It’s every child’s dream to jump into a pool of foam. I didn’t get to do it, but the experience I had was close enough.

Together with other people from the press, I was recently invited to visit the 60,00 square-meter factory of Uratex in Muntinlupa City. Uratex is the leading foam manufacturer in the Philippines. They started making foam in 1968 and have since grown and expanded. Today, Uratex’s world-class foam products—from really comfortable mattresses and pillows, to kitchen sponges and car seats—have permeated almost every Filipino home and have thus become a successful local brand.

The plant tour was especially interesting as they showed us how they made foam. It was, in a word, magic.

This is their research and development department. I know this because they’re wearing stereotypical pristine white lab coats. Here they formulate the specific foam mixtures to create specific foam products. I never thought foam was this complicated.

Here they burn the foam to test its flammability (or lack thereof). It’s important because a burning bed or pillow in your house is simply unacceptable. In another station they pull foam apart to test its strength. One girl’s job is to bounce a metal ball all day to test the foam’s “bounciness.” They’re serious about their foam.
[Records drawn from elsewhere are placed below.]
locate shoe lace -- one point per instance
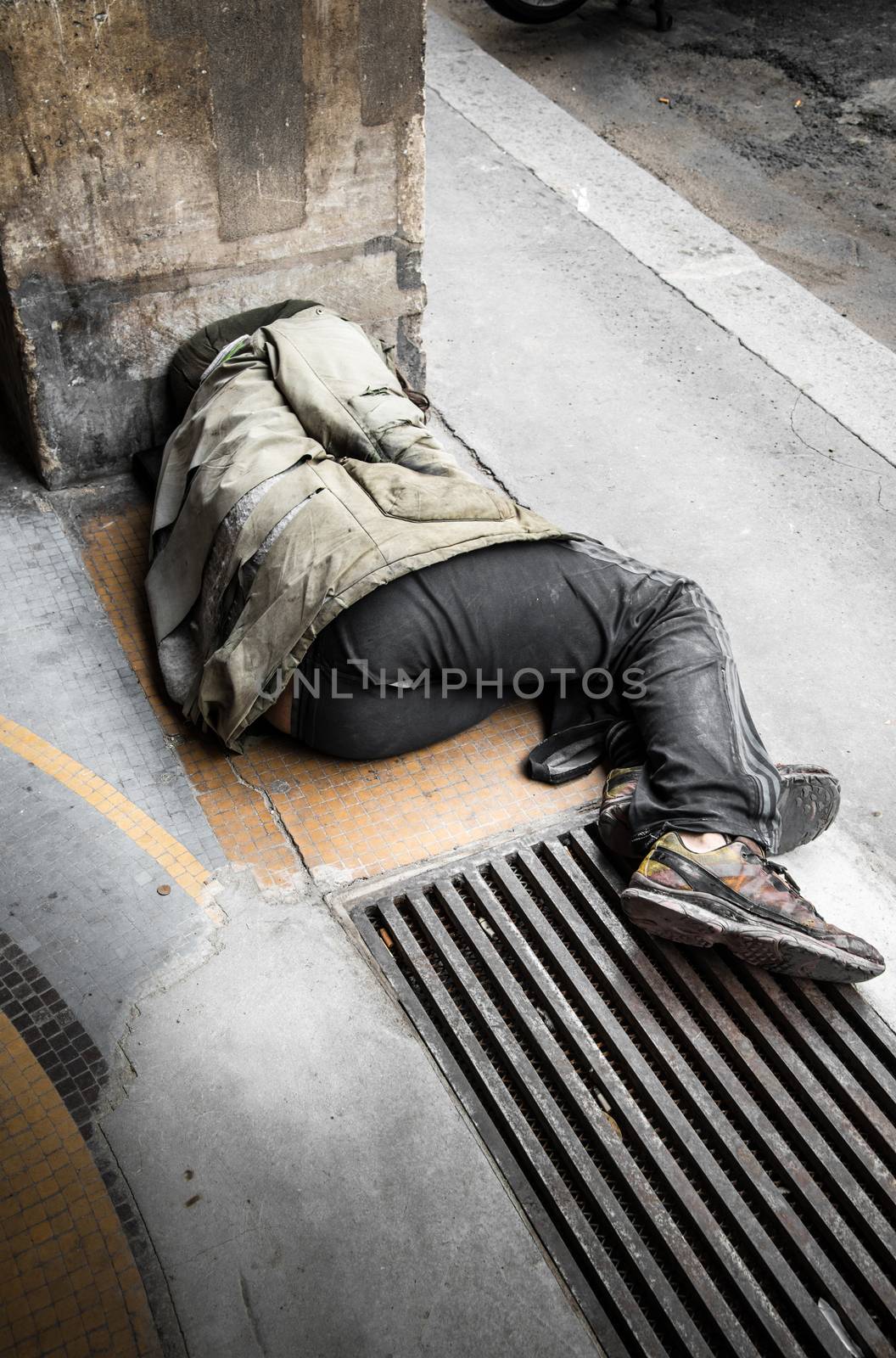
(785, 878)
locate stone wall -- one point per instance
(167, 162)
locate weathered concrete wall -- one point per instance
(167, 162)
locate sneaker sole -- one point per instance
(692, 918)
(809, 803)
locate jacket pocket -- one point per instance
(404, 493)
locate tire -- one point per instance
(529, 11)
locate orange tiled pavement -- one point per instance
(68, 1283)
(360, 818)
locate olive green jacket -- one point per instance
(309, 407)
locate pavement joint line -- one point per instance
(826, 357)
(187, 871)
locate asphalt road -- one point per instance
(774, 117)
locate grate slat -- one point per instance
(743, 1075)
(771, 1208)
(687, 1199)
(543, 1106)
(705, 1149)
(635, 1194)
(622, 1310)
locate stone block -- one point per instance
(166, 163)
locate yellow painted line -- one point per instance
(146, 833)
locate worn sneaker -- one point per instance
(808, 805)
(736, 896)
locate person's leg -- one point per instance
(590, 624)
(705, 766)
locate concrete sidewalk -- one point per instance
(296, 1175)
(604, 397)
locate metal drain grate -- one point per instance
(706, 1151)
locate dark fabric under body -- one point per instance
(675, 705)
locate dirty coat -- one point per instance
(299, 480)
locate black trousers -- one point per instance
(595, 636)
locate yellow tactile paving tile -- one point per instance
(148, 834)
(356, 818)
(68, 1282)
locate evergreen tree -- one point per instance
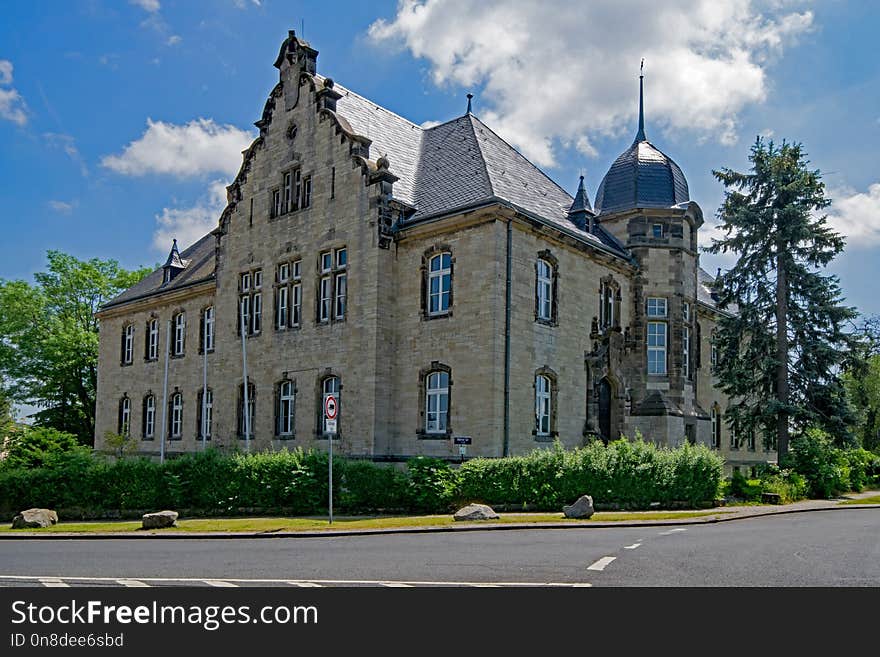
(782, 345)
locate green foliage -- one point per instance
(33, 447)
(771, 218)
(49, 338)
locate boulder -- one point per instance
(34, 518)
(475, 512)
(583, 508)
(159, 520)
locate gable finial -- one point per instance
(640, 135)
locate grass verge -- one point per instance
(275, 525)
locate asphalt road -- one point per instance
(821, 548)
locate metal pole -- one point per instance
(205, 384)
(165, 395)
(246, 414)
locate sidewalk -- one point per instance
(720, 514)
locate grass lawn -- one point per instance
(273, 525)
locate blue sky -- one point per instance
(120, 121)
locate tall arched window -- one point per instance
(542, 405)
(285, 409)
(437, 402)
(439, 283)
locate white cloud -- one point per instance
(856, 215)
(150, 6)
(197, 148)
(187, 225)
(12, 105)
(553, 74)
(62, 207)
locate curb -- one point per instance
(424, 530)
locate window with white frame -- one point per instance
(543, 392)
(544, 290)
(332, 284)
(437, 402)
(286, 408)
(149, 415)
(124, 428)
(657, 348)
(152, 340)
(439, 283)
(176, 428)
(179, 334)
(205, 413)
(128, 344)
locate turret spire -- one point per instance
(640, 135)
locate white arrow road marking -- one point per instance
(601, 563)
(672, 531)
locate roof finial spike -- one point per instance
(640, 135)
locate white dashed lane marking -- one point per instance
(601, 563)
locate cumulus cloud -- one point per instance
(187, 225)
(151, 6)
(553, 75)
(197, 148)
(12, 106)
(856, 215)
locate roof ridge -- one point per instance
(524, 158)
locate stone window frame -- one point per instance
(422, 432)
(547, 256)
(147, 332)
(144, 434)
(427, 256)
(199, 394)
(328, 373)
(176, 395)
(203, 323)
(123, 424)
(333, 274)
(551, 375)
(290, 435)
(608, 284)
(252, 411)
(179, 313)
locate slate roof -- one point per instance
(641, 177)
(200, 267)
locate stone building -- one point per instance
(434, 280)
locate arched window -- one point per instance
(176, 417)
(542, 405)
(439, 283)
(437, 402)
(285, 409)
(124, 426)
(149, 417)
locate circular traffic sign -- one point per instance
(330, 407)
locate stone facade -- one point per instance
(323, 210)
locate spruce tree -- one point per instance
(783, 342)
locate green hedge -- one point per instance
(625, 474)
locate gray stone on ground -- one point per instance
(475, 512)
(32, 518)
(583, 508)
(159, 520)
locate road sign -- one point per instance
(331, 407)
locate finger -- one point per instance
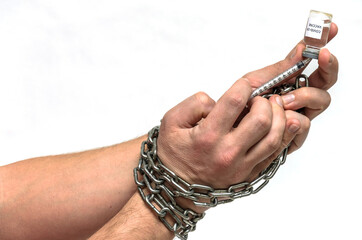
(313, 100)
(296, 131)
(272, 141)
(189, 112)
(327, 72)
(254, 126)
(227, 109)
(303, 131)
(332, 33)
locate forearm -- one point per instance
(67, 196)
(136, 221)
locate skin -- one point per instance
(72, 196)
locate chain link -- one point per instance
(159, 186)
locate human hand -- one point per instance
(314, 99)
(198, 141)
(201, 143)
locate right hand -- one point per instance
(198, 140)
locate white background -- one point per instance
(77, 75)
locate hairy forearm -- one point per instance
(67, 196)
(136, 221)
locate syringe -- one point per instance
(280, 78)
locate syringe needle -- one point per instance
(280, 78)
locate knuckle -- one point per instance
(328, 100)
(236, 100)
(226, 159)
(306, 124)
(262, 122)
(203, 99)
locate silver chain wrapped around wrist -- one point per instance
(160, 187)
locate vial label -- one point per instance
(314, 28)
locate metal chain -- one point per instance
(159, 186)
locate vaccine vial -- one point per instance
(316, 33)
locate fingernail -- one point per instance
(279, 101)
(288, 98)
(294, 51)
(331, 58)
(293, 128)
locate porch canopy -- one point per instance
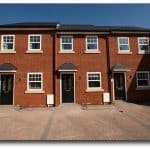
(7, 67)
(67, 67)
(120, 67)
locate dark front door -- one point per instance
(6, 90)
(67, 88)
(119, 86)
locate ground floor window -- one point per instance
(93, 80)
(142, 78)
(35, 81)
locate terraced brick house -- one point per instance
(44, 64)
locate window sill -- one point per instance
(35, 91)
(66, 52)
(34, 51)
(143, 88)
(94, 90)
(7, 52)
(143, 53)
(124, 53)
(92, 52)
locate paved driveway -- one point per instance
(122, 121)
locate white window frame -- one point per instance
(68, 50)
(34, 50)
(94, 88)
(2, 42)
(142, 51)
(123, 51)
(86, 41)
(28, 89)
(143, 79)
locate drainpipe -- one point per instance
(54, 65)
(108, 67)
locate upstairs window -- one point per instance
(142, 78)
(8, 43)
(34, 42)
(93, 80)
(66, 44)
(123, 43)
(91, 43)
(143, 44)
(35, 81)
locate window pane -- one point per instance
(34, 45)
(142, 76)
(66, 39)
(143, 41)
(144, 47)
(7, 46)
(142, 82)
(95, 84)
(124, 47)
(66, 46)
(123, 40)
(91, 39)
(34, 85)
(92, 46)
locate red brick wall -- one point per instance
(26, 62)
(85, 63)
(134, 61)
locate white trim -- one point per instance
(95, 90)
(143, 51)
(87, 81)
(123, 51)
(35, 90)
(91, 50)
(34, 51)
(68, 50)
(121, 70)
(13, 90)
(29, 42)
(66, 70)
(9, 71)
(141, 87)
(125, 84)
(81, 33)
(6, 50)
(61, 85)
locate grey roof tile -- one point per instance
(7, 67)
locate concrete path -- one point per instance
(122, 121)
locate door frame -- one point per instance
(113, 82)
(9, 73)
(61, 73)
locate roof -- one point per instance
(79, 27)
(75, 27)
(120, 67)
(67, 66)
(7, 67)
(30, 24)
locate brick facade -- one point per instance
(51, 59)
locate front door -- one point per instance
(119, 86)
(6, 90)
(67, 88)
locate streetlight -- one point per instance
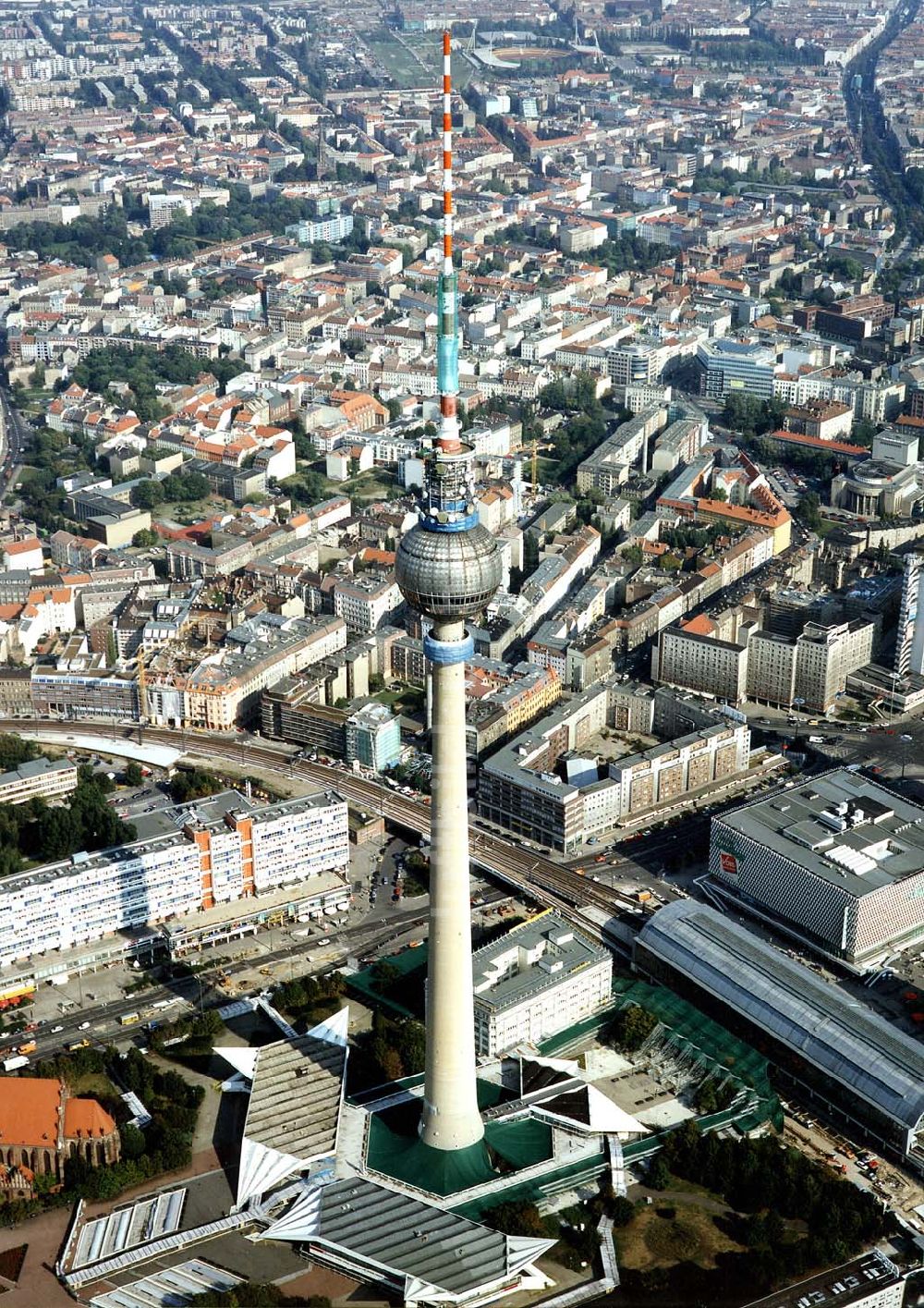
(797, 703)
(906, 740)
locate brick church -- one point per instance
(42, 1125)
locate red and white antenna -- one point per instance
(447, 348)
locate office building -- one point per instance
(813, 668)
(218, 851)
(727, 364)
(870, 1280)
(448, 568)
(836, 861)
(551, 784)
(830, 1046)
(689, 655)
(366, 602)
(535, 981)
(374, 738)
(910, 634)
(877, 489)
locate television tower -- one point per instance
(448, 568)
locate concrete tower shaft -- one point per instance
(448, 568)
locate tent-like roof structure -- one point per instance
(432, 1254)
(820, 1021)
(297, 1088)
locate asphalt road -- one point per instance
(100, 1021)
(889, 746)
(15, 438)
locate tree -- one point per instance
(631, 1027)
(659, 1173)
(147, 495)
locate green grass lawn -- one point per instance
(191, 510)
(655, 1241)
(403, 66)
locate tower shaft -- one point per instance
(448, 568)
(451, 1116)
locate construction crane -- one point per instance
(142, 686)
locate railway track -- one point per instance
(533, 874)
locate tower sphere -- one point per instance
(448, 574)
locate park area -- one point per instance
(410, 57)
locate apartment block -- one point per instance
(812, 668)
(535, 981)
(41, 777)
(689, 655)
(218, 851)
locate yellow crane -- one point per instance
(142, 686)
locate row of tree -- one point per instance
(40, 832)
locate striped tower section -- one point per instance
(447, 380)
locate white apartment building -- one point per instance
(535, 981)
(697, 662)
(223, 851)
(366, 602)
(910, 637)
(43, 777)
(813, 668)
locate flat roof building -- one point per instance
(535, 981)
(218, 851)
(858, 1068)
(870, 1280)
(46, 777)
(836, 861)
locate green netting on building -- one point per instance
(408, 1159)
(519, 1143)
(693, 1036)
(412, 967)
(693, 1028)
(536, 1188)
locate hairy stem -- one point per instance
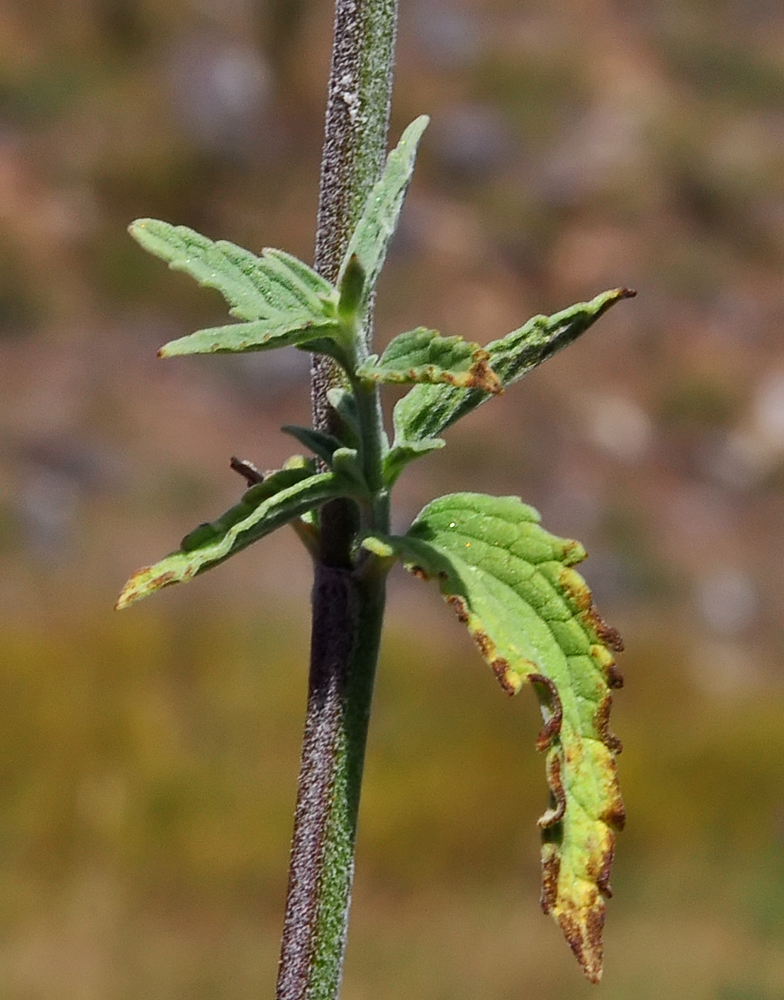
(347, 610)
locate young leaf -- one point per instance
(428, 409)
(321, 444)
(293, 329)
(344, 404)
(263, 287)
(282, 496)
(380, 215)
(424, 356)
(398, 457)
(532, 617)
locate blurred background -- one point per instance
(148, 760)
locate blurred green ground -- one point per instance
(148, 777)
(148, 760)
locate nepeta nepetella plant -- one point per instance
(511, 583)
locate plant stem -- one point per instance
(347, 610)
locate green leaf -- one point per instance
(282, 496)
(267, 287)
(532, 617)
(428, 409)
(352, 288)
(321, 336)
(425, 356)
(380, 215)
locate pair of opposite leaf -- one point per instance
(511, 582)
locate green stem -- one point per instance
(348, 607)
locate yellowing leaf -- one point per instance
(532, 617)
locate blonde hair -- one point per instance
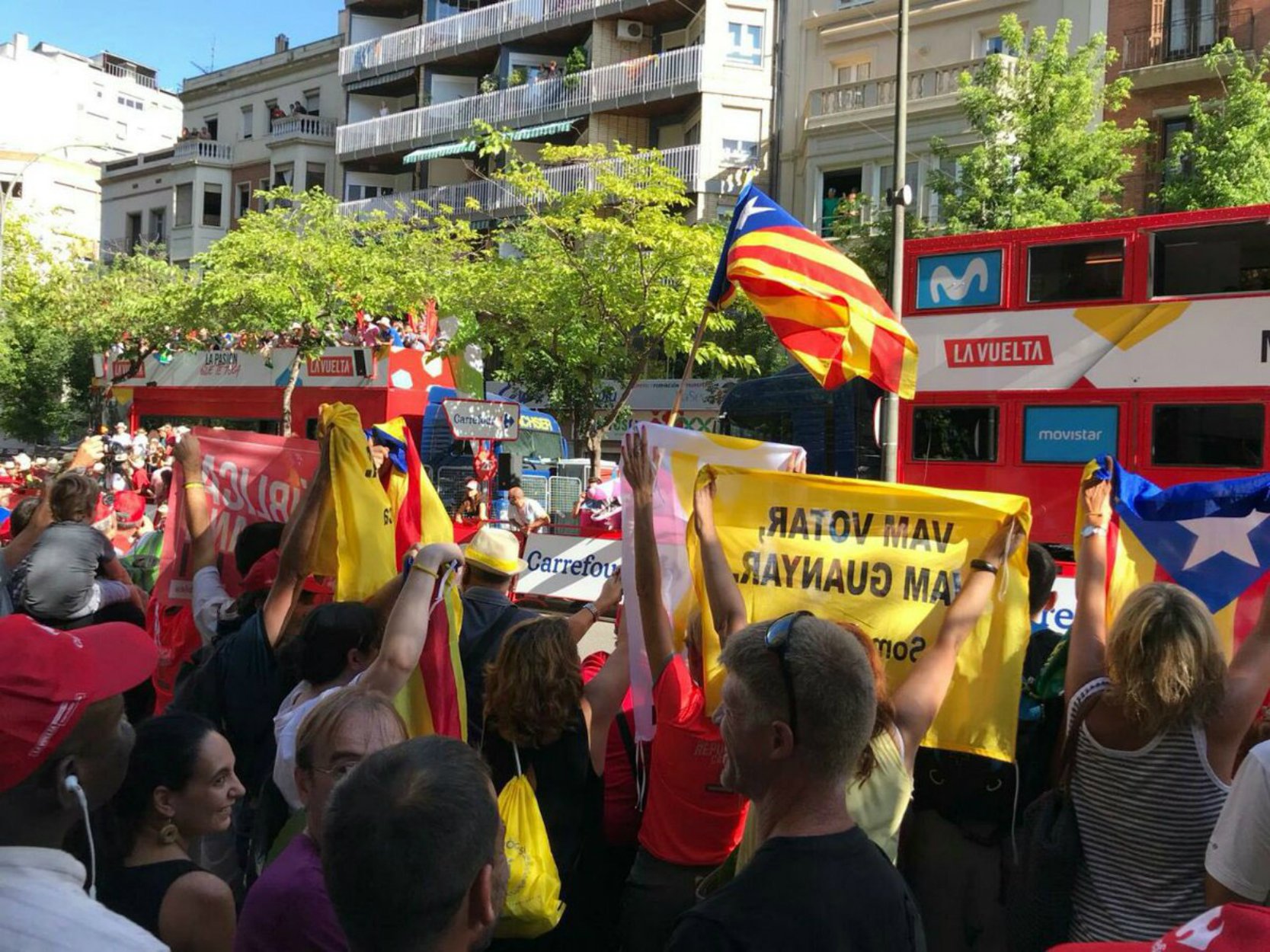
(1165, 659)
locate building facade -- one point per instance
(244, 133)
(839, 102)
(61, 116)
(1163, 45)
(693, 79)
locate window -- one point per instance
(1081, 270)
(1070, 434)
(955, 434)
(213, 206)
(1208, 434)
(746, 43)
(184, 205)
(1217, 259)
(315, 175)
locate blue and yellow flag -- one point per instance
(1212, 538)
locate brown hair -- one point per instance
(885, 716)
(72, 497)
(533, 685)
(1165, 660)
(324, 719)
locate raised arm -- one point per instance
(297, 541)
(919, 698)
(641, 475)
(407, 630)
(727, 605)
(1086, 658)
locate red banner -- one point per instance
(251, 478)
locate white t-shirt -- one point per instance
(1239, 852)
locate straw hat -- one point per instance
(495, 551)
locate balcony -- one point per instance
(495, 200)
(301, 127)
(1175, 45)
(472, 30)
(621, 85)
(927, 89)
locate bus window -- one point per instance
(1216, 259)
(1080, 270)
(963, 434)
(1070, 434)
(1208, 434)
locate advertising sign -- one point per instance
(483, 419)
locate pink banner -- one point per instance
(251, 478)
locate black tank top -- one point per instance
(136, 891)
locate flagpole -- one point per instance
(900, 198)
(687, 371)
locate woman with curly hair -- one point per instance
(541, 720)
(1160, 717)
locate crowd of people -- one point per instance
(277, 803)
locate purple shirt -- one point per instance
(287, 909)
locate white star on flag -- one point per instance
(1217, 533)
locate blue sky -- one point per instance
(168, 36)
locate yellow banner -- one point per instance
(889, 559)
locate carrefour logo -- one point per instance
(969, 280)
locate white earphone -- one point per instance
(72, 786)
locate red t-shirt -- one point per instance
(687, 819)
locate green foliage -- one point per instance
(1043, 159)
(1224, 160)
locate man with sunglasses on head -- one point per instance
(798, 708)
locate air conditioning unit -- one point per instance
(630, 30)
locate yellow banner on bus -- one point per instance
(888, 559)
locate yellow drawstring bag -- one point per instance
(533, 906)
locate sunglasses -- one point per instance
(776, 639)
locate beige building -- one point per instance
(693, 79)
(839, 101)
(245, 135)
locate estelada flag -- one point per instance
(1212, 538)
(821, 304)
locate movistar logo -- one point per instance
(953, 289)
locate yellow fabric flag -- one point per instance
(356, 544)
(889, 559)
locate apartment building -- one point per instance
(1163, 46)
(253, 126)
(693, 79)
(839, 101)
(61, 116)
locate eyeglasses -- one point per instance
(778, 640)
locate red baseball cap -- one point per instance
(50, 677)
(1231, 928)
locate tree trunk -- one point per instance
(289, 390)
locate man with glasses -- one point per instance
(798, 708)
(289, 908)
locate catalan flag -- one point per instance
(1212, 538)
(821, 304)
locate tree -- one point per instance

After getting the perfect foam formula, they proceed to create the foam. And it all starts out in liquid form. The Hennecke–the foam-making machine they imported from Germany–is the source of everything. Streams of chemicals are sprayed using computer controlled metering pumps on a paper-covered conveyor belt. The smell is awesome, like permanent marker and candy.

As the belt and the paper move along the length of the machine, the liquid spreads and forms into a thin layer. Through an exothermic process, the less than one centimeter of liquid slowly rises as it goes through the machine. And this is the magic part–in less than two minutes all that turns into this…

A warm block of foam about a meter high emerges at the end of the line. It’s already safe to touch, but on the surface it’s still a bit moist.

The foam is then cut into 30-meter blocks for easy handling. At this point the outside of the foam block is already dry, but the inside is still warm and wet. The foam, i mean.

A giant crane then picks up the 30-meter block of foam and lays it down in a warehouse for curing. The foam block sits there for 24 hours until it cools down. After that they proceed to cutting the foam into the specific product it was designed to be. It can become a mattress,  a piece of kitchen sponge, or even the 1mm foam disk you see inside a hard drive. Uratex makes those as well.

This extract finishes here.